Guest More than 1 year ago
Guest More than 1 year ago
Some books, as well as characters, can haunt you for days, maybe years, after the reading is done. 'Taking Lottie Home' is such a book. And Lottie Lanier is just such a character: part girl, part woman, and all too giving, with eyes no one ever forgets. So, too, is the character Ben Phelps, the young would-be dream-catcher, who catches the ball but only worships the dream, living it vicariously through the faraway exploits of the intangible, aloof Milo Wade. And there's Foster Lanier, who tastes the dream, only to see it turn bitter before finding his final, brief comfort in the arms of Lottie. Then there is Arthur Ledford, a lonely, tormented, fair but angry man, whose role in Lottie's life turns out to be nearly as surprising as Lottie herself. Even the minor characters are hard to forget: Ben's mother, Margaret Phelps, who clings to Lottie's child, little Ben; Ben's fiancee, Sally, who sees Lottie as the greatest threat to her happiness; Arthur's wife, Alice, a cold, hateful woman who seems to believe all women should be miserable by nature; Coleman Maxey, a pain-in-the-butt redneck troublemaker, and an assortment of other town characters who are either enthralled by Lottie or unnerved by her. There is also the strangest alliance of carnival bad guys ever to appear in a Kay novel: a one-armed giant and a midget. Lottie's story takes place in early 1900's Georgia and Kentucky, when it was still the train that took people to faraway places. It, too, could be considered a character in this story, as could the town of Jerico, which sounds a lot like long ago Royston, Georgia, just as Milo Wade sounds a lot like the baseball great Ty Cobb. Two great contemporary Southern writers are Terry Kay and Pat Conroy. It struck me, while reading this book, that the two men are interesting contrasts, especially regarding the way they write about the South. It reminds me of two men I once heard trying to describe the taste of a persimmon. Both liked the taste, but one said it was bitter, with a little sweet in it; the other said it was more sweet than bitter. For bittersweet stories about the South, it's hard to beat Conroy or Kay. And 'Taking Lottie Home' is a sweet story, with just the right amount of bitter. It's the kind of story that stays with you for a long, long time.
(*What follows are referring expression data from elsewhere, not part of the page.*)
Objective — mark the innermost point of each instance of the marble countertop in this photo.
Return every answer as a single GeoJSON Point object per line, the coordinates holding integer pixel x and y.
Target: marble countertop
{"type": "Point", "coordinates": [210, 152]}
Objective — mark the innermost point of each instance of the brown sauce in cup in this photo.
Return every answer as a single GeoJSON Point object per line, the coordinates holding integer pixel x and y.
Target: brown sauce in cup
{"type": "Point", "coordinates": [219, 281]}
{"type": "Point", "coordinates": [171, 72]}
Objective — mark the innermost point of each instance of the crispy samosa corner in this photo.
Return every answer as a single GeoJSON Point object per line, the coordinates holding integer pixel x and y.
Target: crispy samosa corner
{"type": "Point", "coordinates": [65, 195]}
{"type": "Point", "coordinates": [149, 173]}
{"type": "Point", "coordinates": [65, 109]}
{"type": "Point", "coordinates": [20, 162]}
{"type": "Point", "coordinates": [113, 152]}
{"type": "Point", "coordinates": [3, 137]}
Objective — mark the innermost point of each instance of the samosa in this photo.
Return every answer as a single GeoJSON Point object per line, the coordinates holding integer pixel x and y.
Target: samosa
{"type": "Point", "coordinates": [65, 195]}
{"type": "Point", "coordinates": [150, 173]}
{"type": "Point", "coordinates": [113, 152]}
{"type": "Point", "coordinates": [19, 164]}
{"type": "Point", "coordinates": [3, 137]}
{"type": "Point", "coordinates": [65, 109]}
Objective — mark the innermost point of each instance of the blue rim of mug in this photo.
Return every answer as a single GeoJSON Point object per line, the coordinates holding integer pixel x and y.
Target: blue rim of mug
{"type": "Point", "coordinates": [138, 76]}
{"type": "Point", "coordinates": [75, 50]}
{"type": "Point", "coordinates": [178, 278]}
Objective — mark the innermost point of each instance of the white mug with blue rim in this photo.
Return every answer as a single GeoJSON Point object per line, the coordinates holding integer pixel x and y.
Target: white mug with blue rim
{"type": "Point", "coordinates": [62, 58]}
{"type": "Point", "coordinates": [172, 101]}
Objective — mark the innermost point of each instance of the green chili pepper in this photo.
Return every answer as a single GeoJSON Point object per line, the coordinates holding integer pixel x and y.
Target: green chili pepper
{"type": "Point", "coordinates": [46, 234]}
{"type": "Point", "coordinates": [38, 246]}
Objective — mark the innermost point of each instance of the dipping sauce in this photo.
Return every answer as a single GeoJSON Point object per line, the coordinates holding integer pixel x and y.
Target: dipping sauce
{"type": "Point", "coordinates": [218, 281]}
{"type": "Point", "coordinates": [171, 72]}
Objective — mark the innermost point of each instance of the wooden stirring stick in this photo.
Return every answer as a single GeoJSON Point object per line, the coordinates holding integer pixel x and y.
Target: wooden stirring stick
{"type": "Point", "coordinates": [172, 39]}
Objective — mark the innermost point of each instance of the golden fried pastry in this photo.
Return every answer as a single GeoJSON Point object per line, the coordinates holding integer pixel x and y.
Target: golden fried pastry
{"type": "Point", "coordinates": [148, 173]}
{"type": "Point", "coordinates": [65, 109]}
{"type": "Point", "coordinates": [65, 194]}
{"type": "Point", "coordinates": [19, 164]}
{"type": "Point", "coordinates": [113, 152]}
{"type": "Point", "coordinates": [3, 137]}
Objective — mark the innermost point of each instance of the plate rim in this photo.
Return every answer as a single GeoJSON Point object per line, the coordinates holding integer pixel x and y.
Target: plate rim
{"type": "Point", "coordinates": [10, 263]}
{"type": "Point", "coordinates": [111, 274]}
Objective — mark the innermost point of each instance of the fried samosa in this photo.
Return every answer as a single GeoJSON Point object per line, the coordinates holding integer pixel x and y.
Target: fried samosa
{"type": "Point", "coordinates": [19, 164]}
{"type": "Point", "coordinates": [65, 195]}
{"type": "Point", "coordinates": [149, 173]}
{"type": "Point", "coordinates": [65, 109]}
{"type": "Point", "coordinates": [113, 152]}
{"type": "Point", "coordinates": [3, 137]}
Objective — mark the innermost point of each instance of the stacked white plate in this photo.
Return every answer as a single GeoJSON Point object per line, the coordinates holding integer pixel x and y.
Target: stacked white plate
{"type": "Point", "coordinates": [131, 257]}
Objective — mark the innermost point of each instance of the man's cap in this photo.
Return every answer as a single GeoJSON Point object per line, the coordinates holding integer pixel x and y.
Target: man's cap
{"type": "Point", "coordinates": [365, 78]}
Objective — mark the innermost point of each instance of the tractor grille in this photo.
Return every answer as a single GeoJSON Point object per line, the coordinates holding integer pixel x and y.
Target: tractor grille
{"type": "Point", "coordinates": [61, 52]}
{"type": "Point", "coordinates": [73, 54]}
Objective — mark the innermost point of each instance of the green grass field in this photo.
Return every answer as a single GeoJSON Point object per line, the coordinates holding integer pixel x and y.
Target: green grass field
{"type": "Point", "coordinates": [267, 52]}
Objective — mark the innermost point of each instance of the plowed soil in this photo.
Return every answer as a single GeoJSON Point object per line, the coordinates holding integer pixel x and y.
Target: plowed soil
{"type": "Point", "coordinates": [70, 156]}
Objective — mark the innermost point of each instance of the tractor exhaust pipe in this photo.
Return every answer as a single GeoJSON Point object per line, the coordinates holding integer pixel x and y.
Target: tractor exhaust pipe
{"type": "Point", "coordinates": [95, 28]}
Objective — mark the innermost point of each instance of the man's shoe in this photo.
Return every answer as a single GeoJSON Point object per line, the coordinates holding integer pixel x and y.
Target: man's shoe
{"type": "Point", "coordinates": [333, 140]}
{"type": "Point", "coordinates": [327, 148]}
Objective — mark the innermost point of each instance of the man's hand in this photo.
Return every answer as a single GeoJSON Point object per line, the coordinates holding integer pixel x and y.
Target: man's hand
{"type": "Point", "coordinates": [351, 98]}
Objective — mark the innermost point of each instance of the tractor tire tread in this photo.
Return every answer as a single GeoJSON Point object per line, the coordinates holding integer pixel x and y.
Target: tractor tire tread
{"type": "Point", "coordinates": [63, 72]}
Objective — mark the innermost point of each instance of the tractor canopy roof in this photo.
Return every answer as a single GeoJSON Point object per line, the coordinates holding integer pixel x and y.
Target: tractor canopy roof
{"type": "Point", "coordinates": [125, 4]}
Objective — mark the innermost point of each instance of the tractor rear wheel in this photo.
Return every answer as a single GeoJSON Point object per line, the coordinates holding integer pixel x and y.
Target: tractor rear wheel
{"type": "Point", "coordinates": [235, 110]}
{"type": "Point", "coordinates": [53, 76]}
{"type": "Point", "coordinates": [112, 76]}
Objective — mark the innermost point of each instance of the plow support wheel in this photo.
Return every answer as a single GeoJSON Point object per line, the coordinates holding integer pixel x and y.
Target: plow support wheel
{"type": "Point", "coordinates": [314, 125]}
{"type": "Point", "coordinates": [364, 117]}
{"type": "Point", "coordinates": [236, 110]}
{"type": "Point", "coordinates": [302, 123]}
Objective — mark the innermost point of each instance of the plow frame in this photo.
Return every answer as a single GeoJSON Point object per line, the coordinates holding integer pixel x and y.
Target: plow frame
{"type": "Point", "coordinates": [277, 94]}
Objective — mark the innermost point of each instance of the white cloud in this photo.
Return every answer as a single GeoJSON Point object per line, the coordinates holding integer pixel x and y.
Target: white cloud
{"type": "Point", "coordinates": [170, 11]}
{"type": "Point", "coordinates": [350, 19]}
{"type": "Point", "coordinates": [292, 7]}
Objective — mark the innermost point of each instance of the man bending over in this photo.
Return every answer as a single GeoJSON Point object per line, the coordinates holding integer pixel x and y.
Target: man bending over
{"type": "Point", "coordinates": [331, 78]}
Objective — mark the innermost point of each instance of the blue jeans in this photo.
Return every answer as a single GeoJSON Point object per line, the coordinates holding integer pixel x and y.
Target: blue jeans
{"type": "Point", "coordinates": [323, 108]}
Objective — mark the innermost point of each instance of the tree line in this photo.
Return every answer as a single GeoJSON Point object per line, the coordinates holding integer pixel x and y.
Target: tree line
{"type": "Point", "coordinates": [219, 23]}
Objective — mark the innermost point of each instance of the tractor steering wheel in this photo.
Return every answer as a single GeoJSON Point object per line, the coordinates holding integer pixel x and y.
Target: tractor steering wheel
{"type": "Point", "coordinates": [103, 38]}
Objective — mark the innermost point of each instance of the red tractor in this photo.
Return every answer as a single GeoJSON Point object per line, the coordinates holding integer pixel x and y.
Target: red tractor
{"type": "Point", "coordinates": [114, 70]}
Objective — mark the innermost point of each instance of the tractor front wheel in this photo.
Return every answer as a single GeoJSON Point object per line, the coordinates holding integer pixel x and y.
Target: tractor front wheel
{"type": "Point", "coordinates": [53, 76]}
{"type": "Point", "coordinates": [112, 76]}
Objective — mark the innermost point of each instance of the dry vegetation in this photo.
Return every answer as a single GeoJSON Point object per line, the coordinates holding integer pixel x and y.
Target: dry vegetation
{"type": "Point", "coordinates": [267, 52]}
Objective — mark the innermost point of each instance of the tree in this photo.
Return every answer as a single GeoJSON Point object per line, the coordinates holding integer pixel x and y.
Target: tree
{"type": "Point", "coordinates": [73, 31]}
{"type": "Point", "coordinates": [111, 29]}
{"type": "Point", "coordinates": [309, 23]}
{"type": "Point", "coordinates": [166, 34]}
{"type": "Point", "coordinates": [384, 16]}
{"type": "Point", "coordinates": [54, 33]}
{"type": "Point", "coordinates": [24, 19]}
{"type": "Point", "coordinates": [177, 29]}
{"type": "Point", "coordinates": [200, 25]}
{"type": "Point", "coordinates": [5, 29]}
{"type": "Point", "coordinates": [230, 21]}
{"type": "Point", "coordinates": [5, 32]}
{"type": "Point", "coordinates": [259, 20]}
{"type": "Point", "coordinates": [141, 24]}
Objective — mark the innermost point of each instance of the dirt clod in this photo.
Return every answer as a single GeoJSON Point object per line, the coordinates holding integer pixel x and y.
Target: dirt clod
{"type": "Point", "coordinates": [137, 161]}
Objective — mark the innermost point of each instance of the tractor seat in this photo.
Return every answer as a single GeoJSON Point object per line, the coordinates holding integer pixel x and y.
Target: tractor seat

Guest More than 1 year ago
I have been a long time Terry Kay fan and Taking Lottie Home is right up at the top! A good book for all! Great Christmas Gift for a reader. (Mom don't read this!)
Guest More than 1 year ago
Terry Kay, author of To Dance With the White Dog, Shadow Song, The Runnaway, and others has succeeded in creating a story rich in characters and strongly appealing. Lottie grabs you at the beginning with her simple but complex qualities and never lets go even when the last word is absorbed. You feel what she feels, you travel with her and you worry about how it is going to end. You experience the joys and disappointments of the characters, especially Lottie, and marvel at the complexity and the depth of the story. If you like a love story that evokes emotion, thrives on contrasts and makes you wonder, laugh and cry, then don't miss this one!